Phil and Johnny Cunningham (Scotland) and Tríona and Michael Ó Domhnaill (Ireland) were major figures in their countries' traditional music revival in the 1970s and 1980s. Among all their various separate projects (Silly Wizard, The Bothy Band, Skara Brae, etc.), these two pairs of siblings collaborated under the name Relativity for two albums on the Green Linnet label. The eponymous RELATIVITY was the first, released in 1986.
The album is a typical mid-1980s effort in that it seems torn between traditional acoustic music and synthesizers, and between energetic folk music with its basis in live village performance and the more contemplative, New Age sound that many artists were to explore in the 1990s (as did Johnny, Triona and Michael under the name Nightnoise).

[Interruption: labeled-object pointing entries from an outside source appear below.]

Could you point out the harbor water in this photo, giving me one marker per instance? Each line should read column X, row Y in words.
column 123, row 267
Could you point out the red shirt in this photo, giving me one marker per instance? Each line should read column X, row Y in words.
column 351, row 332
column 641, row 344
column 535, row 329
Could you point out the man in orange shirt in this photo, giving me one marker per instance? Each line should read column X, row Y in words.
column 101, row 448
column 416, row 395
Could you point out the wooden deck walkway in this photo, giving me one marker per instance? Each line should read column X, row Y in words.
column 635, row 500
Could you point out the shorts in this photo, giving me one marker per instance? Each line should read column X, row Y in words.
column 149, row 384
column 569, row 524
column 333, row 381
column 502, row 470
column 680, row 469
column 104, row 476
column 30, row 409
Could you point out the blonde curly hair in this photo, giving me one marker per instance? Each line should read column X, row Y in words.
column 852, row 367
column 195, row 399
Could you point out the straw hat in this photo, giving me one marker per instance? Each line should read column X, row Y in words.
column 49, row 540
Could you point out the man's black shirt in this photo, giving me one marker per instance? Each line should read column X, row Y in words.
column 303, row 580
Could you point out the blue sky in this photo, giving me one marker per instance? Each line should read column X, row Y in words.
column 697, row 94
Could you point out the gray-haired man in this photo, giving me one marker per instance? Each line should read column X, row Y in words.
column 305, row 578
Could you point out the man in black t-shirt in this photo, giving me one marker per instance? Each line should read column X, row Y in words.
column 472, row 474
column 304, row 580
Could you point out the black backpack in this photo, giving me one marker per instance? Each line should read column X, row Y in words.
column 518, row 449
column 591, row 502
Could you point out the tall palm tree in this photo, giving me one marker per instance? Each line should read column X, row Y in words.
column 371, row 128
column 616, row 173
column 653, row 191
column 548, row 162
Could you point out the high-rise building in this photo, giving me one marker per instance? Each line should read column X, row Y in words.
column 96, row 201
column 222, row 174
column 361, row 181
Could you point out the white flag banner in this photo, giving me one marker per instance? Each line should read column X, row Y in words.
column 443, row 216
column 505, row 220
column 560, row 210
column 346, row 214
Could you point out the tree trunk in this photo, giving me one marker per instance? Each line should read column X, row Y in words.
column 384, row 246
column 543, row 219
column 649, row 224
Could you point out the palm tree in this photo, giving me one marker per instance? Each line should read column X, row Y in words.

I greatly prefer the more unplugged tracks. The opening "The Hut on Staffin Island/Sandy MacLeod of Garafad/The Soft Horse Reel" takes some time to find its footing, but eventually proves confident "John Cunningham's Return to Edinburgh / Heather Bells / The Bell Reel / The Limeric Lasses" is as strong as any traditional instrumental performance these musicians have ever given. "Gile Mear" and "An Seanduine Doite" are rousing songs in Scottish Gaelic and Irish respectively.
On the other hand, "There was a Lady", "Gracelands" and "When Barney Flew Over the Hills" have overly slick modern production. The closing "Úr-Chill An Chreagáin", a setting of Art Mac Cumhaig's Gaelic poem, is lethargic.
Thus I'm left with mixed feelings about the album. RELATIVITY will appeal to fans of "Celtic" music, who would certainly develop an appreciation for these artists from other projects, but I'm reluctant to recommend it to a general audience.